Jones, Sanskritçe, Latince ve Yunanca gibi Avrupa dilleriyle Farça ve Hinduca arasındaki bağı saptayarak, bu bağdan hareketle Hint-Avrupa dilleri grubunu ileri sürmüştür.
Oysa, Martin W. Lewis, “İncil etnografyasıyla ilgilinenlere kimi sorular” başlıklı makalesinde (1), Jones’un kuruduğu model’in İncil’deki anlatımlara uydurulmaya çalışıldığını göstermektedir.

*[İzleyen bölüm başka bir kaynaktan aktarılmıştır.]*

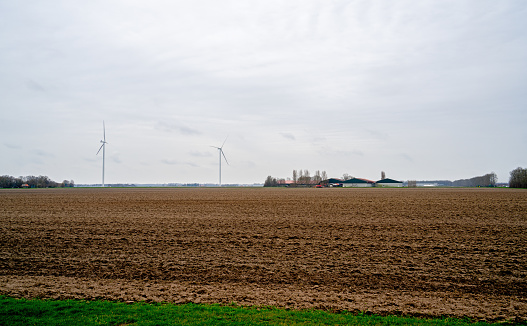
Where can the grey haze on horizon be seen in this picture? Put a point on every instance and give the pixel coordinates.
(422, 90)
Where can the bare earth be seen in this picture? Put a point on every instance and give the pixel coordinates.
(433, 252)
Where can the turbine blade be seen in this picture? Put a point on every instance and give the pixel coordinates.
(100, 149)
(224, 141)
(224, 157)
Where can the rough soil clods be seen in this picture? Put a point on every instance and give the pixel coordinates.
(458, 252)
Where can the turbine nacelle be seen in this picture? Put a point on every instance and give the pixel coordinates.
(221, 153)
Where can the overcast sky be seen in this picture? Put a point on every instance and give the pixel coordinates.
(422, 90)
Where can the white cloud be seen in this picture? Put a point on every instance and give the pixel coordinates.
(353, 83)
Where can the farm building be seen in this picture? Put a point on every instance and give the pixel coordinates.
(388, 183)
(358, 182)
(333, 182)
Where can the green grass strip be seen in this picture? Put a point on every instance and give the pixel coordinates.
(76, 312)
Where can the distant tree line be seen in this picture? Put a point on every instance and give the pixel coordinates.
(7, 181)
(518, 178)
(487, 180)
(300, 178)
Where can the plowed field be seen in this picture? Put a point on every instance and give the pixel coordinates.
(458, 252)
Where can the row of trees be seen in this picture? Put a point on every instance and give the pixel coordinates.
(518, 178)
(300, 178)
(303, 177)
(487, 180)
(7, 181)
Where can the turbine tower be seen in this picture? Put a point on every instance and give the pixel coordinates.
(220, 151)
(103, 147)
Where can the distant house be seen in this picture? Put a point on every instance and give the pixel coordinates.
(388, 183)
(358, 182)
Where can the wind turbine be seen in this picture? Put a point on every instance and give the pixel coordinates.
(220, 151)
(103, 147)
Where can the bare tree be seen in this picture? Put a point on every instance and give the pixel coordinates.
(518, 178)
(307, 177)
(317, 178)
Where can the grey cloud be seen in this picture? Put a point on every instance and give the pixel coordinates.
(164, 126)
(200, 154)
(288, 135)
(176, 162)
(34, 86)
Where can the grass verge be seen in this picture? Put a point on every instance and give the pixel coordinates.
(76, 312)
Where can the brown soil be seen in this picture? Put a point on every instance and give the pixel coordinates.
(457, 252)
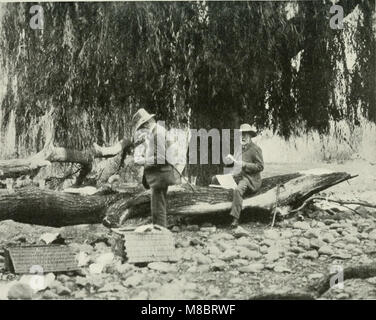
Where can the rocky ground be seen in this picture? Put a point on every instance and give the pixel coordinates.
(213, 261)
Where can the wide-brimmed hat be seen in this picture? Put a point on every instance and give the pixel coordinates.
(245, 127)
(140, 117)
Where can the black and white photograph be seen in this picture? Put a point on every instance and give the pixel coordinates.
(188, 150)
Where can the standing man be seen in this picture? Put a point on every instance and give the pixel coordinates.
(159, 173)
(251, 162)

Aşağıdaki haritadan görüleceği üzere Nuh’un üç oğlunun dillerine göre; özde bütün diller Ham’dan türemiş olmasına karşın, genel olarak Afrika dilleri Ham, Asya dilleri Cham ve Avrupa dilleri Japhet’nin dillerinden türemişlerdir. Ancak Japhet, aynı zamanda Orta-Asya ve Amerika’daki dillerin de kaynağıdır.
İncil’deki çelişkiler
Yaratılış (genèse) 10 :20’de ; “onlar Cham’ın çocuklarıdır; kendi dillerine göre, kendi ülkelerinde ve kendi ulusları içinde” (Ce sont les fils de Cham, selon leurs familles, selon leurs langues, dans leurs pays, et dans leurs nations) demektedir.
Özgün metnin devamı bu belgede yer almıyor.